Saturday 7 May 2016

BJP’s Roopa Ganguly Stopped From Entering Jadavpur University

Jadavpur: Women were allegedly molested and BJP leader Roopa Ganguly was blocked from entering Jadavpur University in Kolkata after student factions clashed over the screening of a controversial Bollywood film on Friday night.
Students from Akhil Bharatiya Vidyarthi Parishad, which is affiliated to the RSS, and activists of Left-backed student unions allegedly fought with each other over the campus screening of Vivek Agnihotri’s film Buddha In A Traffic Jam.
Alleging that four of the organizers had molested female students, the left-leaning students affiliated to FETSU confined them inside the campus.
Tension increased after dusk as ABVP activists collected outside the university gate and shouted slogans demanding the four be rescued and handed over to them.
Ganguly, an actress-turned-politician, filed a complaint at the Jadavpur police station that the four people--invited for the screening of the award-winning film--were beaten up and wrongly confined on a false accusation.
“We have come to take the four of our invitees safely home. They have been beaten up. They are in a bad condition. We will wait for ten minutes. And then our people will take one minute to climb the gates and enter the campus,” said BJP leader Debasree Chowdhury.
As the situation threatened to go out of control, with a huge collapsible gate separating the BJP-ABVP activists and the students, Vice Chancellor Suranjan Das rushed to the university in a taxi and pleaded with the two sides to maintain peace.

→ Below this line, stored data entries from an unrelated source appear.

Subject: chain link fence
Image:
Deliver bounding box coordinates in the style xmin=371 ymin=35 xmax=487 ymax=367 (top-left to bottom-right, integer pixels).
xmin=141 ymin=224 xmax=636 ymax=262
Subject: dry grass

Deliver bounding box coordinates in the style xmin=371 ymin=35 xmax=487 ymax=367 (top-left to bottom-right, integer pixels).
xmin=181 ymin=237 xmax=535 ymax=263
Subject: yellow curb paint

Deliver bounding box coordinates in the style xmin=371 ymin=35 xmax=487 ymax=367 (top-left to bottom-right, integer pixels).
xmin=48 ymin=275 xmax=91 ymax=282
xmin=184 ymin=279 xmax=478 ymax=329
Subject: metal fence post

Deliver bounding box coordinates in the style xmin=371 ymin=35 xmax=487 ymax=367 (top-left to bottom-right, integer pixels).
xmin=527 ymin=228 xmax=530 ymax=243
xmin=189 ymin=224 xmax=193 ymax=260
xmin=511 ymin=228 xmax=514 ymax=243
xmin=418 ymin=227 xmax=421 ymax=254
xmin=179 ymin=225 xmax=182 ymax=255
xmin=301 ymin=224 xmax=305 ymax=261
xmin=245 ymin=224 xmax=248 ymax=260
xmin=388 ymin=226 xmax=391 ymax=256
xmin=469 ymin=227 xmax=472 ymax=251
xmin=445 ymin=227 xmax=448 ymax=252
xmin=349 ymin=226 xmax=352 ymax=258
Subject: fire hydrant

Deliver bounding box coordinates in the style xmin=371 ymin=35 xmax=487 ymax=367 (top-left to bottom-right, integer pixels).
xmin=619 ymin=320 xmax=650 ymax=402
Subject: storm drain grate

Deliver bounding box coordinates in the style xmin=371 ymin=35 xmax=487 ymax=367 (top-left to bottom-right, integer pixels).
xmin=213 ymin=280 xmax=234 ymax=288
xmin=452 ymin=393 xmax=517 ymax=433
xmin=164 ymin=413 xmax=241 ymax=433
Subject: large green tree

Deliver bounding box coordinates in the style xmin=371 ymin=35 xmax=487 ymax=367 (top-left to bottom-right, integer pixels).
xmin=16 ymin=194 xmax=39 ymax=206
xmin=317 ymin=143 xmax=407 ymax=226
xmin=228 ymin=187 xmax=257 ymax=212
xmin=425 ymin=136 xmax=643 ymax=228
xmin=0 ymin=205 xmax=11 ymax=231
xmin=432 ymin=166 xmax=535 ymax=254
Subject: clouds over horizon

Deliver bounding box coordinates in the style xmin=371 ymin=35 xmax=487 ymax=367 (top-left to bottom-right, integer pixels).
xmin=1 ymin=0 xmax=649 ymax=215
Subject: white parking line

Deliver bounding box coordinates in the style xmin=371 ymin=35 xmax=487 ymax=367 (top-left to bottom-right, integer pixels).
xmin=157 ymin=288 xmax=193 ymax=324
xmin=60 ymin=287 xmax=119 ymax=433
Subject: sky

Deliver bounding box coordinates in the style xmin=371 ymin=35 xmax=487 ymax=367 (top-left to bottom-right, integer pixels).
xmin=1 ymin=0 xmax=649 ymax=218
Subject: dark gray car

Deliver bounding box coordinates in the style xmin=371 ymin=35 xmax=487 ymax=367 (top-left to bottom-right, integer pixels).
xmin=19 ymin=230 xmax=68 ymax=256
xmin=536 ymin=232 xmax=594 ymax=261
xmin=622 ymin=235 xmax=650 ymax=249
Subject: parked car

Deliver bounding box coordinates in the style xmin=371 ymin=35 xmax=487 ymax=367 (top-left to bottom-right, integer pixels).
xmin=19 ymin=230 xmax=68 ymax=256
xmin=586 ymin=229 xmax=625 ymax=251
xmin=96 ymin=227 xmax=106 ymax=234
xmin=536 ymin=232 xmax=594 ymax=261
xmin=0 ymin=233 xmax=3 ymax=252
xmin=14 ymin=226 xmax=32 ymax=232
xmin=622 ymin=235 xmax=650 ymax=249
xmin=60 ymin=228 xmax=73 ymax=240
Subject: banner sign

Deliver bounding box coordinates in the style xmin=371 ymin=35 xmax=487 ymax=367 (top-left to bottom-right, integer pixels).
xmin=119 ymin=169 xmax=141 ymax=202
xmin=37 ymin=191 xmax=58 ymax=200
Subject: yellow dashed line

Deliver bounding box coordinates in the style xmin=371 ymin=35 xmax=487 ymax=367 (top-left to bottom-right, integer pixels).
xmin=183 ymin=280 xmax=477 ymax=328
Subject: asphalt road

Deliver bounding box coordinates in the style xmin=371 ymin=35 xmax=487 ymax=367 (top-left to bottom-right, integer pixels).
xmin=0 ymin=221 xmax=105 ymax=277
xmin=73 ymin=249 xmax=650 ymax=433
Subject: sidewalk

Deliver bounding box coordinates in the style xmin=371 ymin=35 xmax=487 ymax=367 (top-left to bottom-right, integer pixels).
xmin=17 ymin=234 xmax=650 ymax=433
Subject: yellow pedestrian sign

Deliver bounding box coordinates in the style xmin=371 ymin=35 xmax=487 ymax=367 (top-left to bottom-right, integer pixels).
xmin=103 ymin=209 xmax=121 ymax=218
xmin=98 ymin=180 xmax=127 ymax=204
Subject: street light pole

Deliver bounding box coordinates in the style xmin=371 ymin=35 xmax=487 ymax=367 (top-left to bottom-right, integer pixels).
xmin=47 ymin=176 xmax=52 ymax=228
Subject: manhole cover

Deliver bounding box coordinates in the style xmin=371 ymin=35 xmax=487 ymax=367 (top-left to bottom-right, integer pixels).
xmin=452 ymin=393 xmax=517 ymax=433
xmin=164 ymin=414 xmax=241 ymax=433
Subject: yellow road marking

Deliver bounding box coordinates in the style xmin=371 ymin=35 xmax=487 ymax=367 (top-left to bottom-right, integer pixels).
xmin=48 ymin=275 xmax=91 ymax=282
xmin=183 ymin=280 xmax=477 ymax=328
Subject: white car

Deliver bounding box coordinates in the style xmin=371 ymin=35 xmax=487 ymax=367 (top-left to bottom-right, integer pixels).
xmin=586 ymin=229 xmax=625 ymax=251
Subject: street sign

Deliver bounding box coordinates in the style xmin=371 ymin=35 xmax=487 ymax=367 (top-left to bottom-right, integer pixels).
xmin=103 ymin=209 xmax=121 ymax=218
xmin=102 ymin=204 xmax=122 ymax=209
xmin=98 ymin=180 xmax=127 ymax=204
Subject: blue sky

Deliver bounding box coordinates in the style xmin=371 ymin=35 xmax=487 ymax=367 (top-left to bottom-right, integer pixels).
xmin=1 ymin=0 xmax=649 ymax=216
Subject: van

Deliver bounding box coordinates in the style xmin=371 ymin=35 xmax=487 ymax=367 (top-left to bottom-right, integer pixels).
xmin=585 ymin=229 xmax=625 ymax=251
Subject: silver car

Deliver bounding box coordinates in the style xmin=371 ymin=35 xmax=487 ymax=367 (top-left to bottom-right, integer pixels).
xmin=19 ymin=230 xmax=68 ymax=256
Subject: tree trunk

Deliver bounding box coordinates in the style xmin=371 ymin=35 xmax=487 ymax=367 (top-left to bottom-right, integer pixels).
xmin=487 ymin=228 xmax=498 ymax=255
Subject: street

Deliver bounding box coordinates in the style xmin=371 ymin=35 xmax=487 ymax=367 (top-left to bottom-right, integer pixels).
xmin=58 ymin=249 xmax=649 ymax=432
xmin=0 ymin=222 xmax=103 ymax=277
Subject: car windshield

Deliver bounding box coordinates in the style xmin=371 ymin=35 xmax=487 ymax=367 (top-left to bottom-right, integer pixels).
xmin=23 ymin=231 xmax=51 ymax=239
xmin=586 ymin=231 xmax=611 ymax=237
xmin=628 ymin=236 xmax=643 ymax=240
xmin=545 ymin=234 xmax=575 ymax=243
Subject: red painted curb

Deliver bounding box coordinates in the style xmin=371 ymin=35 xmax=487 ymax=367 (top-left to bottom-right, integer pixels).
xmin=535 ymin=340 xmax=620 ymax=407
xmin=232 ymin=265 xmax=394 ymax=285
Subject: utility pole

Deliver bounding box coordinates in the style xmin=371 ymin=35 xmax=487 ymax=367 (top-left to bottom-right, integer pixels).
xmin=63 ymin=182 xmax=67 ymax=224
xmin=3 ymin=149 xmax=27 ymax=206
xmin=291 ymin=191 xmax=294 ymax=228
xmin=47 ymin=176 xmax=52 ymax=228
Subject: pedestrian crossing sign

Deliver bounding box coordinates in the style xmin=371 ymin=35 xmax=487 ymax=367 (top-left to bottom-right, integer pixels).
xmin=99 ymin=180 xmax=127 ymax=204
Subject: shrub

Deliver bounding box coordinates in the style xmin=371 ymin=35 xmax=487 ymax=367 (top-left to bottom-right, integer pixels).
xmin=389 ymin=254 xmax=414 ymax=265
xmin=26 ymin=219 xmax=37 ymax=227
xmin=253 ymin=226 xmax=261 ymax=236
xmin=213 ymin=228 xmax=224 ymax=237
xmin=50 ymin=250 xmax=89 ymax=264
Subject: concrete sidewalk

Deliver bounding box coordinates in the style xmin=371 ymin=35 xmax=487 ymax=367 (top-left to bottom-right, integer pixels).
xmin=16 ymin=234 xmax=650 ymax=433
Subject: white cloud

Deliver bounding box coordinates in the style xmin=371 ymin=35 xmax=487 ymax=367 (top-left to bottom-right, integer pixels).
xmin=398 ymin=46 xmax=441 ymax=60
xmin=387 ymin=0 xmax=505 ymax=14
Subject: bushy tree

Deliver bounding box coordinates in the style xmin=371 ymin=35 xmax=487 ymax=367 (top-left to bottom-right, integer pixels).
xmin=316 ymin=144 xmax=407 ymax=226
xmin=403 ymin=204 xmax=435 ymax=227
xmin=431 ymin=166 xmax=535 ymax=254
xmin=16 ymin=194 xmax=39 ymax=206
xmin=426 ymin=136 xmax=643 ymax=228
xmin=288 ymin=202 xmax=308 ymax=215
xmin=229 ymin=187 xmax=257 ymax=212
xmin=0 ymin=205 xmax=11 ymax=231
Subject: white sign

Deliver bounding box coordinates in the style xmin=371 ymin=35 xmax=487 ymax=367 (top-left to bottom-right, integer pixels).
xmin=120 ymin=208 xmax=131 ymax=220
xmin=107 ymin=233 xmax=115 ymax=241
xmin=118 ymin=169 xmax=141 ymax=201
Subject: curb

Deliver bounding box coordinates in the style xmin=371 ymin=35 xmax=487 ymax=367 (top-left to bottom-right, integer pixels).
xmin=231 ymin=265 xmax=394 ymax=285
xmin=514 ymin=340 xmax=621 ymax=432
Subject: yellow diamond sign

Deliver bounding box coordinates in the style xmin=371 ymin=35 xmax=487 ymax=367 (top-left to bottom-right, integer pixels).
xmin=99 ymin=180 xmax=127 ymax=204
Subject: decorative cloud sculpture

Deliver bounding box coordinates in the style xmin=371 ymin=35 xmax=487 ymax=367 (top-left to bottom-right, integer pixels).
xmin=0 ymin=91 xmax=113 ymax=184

Das met the students a number of times but his attempts to bring the four out failed twice. He finally succeeded on his third attempt as the registrar and other officials with the help of the security personnel brought them out of the campus.
Buddha In A Traffic Jam deals with corruption and Maoism in a business school. It had attracted controversy when its screening was sought to be cancelled at JNU due to the volatile atmosphere there in the wake of the sedition charges levelled against some students.
However, the film was later screened in JNU with Kher, a critic of the students’ agitation, in attendance.